One day in May 1927, skies over the greater Boston area rained down free passes to a Memorial Day weekend country carnival.

Who knows, maybe your great-grandmother plucked one from the air. If so, she possessed, for that moment, a ticket to history.

Source of the flurry was a young social worker who taught Chinese and Syrian mothers at Dennison House, a Waltham settlement, beneficiary of the event.

That day, she was passenger in an open cockpit plane out of the former Quincy field. That was before she was to become famous.

This summer, we may finally have the answer to a very old mystery: Whatever happened to Amelia Earhart?

She disappeared a decade later, in 1937, at age 39, while trying to become the first female pilot to circumnavigate the globe.

As the world focuses this July on the mid-Pacific, on yet another search mission, remember that Massachusetts has stakes in the game.

Earhart is our personal heroine, at least as much as she is anyone else’s.

The aviator was born in Kansas, but spent formative years here, living in Medford and soaring with apparent glee over the Boston area – maybe even over Mansfield or Plainville or Attleboro. (Let’s imagine that she did.)

As her stature grew, she flew farther afield, setting one aviation record after another, all over the place.

It was July 2, 1937, on her attempt to circle the world, this particular leg en route from Lae, New Guinea to Howland Island, that all communication with Earhart was lost and no remnants of her journey were ever found despite a massive search.
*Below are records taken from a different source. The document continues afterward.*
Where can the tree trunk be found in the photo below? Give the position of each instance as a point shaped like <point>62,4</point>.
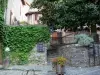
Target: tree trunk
<point>1,54</point>
<point>94,33</point>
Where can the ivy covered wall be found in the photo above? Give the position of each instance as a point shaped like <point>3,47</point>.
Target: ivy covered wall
<point>22,39</point>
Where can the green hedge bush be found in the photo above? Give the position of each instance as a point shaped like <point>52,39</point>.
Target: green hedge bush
<point>22,39</point>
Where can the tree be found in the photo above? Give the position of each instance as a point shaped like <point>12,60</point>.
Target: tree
<point>69,13</point>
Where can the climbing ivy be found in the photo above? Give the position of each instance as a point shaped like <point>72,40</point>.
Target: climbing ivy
<point>22,39</point>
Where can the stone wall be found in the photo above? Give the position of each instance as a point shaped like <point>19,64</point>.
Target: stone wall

This ending may be re-written soon.

A world traveler and explorer, Jon Thompson, who has already conducted Earhart missions, plans to bring modern technology to bear with expertise of the deep-sea exploration company Nauticos, as the 75th anniversary of the pilot’s disappearance comes fast upon us.

Nauticos Corp., by its own description online, was founded in September 1986 and provides ocean technology services to government, science and industry.

In 1995, Nauticos received international recognition for its participation in the discovery of the I-52, an historic World War II deep-water shipwreck of a Japanese submarine found at a depth of 17,000 feet.

But Thompson is not the only one looking. Whoever solves this puzzle will become nearly as famous as Earhart herself, with all the riches such a bonanza would cull.

In March, the International Group for Historic Aircraft, headed by Ric Gillespie, said a U.S. State Department analysis of an image off the remote island of Nikumaroro, in what is now the Pacific nation of Kiribati, looks like landing gear, reported The Associated Press. His team will also return in July to renew the search.

Again, all these decades later, Amelia Earhart is creating a flurry.

“Admittedly, it’s a needle in a haystack,” Jon Thompson told MSNBC, “but with the technology we have employed and the brains we have involved, if we don’t find it, no one will.” Maybe yes, maybe no.

But as the missing aviator herself once said, “Never interrupt someone doing something you said couldn’t be done.”

Coax kids to read books or view DVDs about Earhart so they can observe with more authority what unfolds this summer. This is one amazing story.

Amelia Earhart belongs to the history of the world. But she grew her wings over Massachusetts and we’re not about to let anyone forget that.

BETSY SHEA-TAYLOR, a former editor and writer for The Sun Chronicle, is a freelance writer.